Intel XPU System Management Interface

Intel XPU System Management Interface is an in-band node-level tool that provides local GPU management. It is easily integrated into the cluster management solutions and cluster scheduler. GPU users may use it to manage Intel GPUs, locally. It supports local command line interface and local library call interface.

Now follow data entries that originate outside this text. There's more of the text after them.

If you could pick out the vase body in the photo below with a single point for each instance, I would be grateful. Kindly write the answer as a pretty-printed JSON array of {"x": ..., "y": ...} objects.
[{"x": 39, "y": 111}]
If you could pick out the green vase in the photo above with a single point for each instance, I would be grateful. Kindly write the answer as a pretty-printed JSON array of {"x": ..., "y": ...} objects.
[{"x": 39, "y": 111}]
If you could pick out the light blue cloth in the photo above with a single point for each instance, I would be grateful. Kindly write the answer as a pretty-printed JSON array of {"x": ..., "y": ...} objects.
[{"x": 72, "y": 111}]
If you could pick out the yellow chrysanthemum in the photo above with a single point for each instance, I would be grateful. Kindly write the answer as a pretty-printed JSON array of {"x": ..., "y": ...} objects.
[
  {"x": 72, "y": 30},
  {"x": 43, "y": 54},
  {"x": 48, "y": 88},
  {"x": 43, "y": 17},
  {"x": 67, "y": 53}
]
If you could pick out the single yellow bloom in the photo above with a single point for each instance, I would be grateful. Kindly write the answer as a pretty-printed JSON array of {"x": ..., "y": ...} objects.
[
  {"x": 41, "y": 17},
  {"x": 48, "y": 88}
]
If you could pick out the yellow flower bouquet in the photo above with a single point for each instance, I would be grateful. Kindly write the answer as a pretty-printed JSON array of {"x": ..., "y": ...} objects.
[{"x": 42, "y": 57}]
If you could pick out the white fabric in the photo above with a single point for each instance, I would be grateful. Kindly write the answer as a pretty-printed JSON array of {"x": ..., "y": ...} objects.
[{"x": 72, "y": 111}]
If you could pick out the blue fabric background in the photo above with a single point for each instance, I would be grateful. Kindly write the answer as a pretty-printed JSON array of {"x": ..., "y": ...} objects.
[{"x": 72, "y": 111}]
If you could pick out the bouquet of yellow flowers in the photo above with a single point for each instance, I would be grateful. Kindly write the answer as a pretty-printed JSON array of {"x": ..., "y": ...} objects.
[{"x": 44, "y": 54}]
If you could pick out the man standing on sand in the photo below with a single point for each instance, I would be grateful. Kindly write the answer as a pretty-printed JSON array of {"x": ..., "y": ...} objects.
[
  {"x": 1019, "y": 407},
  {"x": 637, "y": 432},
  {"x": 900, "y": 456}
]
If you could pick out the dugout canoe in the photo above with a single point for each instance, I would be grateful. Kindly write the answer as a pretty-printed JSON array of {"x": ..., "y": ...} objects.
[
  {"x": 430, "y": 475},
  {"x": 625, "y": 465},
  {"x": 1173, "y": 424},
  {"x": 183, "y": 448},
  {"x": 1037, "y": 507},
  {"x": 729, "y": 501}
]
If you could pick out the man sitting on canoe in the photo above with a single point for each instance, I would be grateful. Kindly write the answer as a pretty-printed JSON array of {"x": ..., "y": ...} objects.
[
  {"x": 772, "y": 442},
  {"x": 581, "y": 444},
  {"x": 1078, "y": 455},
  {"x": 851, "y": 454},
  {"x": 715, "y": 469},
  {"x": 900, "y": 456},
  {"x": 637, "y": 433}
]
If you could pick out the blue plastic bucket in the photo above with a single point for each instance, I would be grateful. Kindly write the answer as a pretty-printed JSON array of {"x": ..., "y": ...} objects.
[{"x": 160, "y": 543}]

Intel XPU System Management Interface feature

  • Provide GPU basic information, including GPU model, frequency, GPU memory capacity, firmware version

  • Provide lots of GPU telemetries, including GPU utilization, performance metrics, GPU memory bandwidth, temperature

  • Provide GPU health status, memory health, temperature health

  • GPU diagnotics through different levels of GPU test suites

  • GPU firmware update

  • Get/change GPU settings, including power limit, GPU frequency, standby mode and scheduler mode

  • Support K8s and can export GPU telemetries to Prometheus

Suppored Devices

  • Intel(R) Data Center Flex Series GPU

  • Intel(R) Data Center Max Series GPU

Supported OS

  • Ubuntu 20.04.3/22.04

  • RHEL 8.5/8.6

  • CentOS 8/9 Stream

  • CentOS 7.4/7.9

  • SLES 15 SP3/SP4

  • Debian 10.13

Intel XPU System Management Interface Command Line Interface

  • Show GPU basic information Show GPU basic information

  • Change GPU settings Show GPU settings

Intel XPU System Management Interface Installation

Please follow XPU System Management Interface Installation Guide to install/uninstall Intel XPU System Management Interface.

Start to use Intel XPU System Management Interface

By default, Intel XPU System Management Interface is installed the folder, /usr/bin, /usr/lib and /usr/lib64. The command line tool is /usr/bin/xpu-smi. Please refer to XPU System Management Interface CLI User Guide for how to use the command line tool.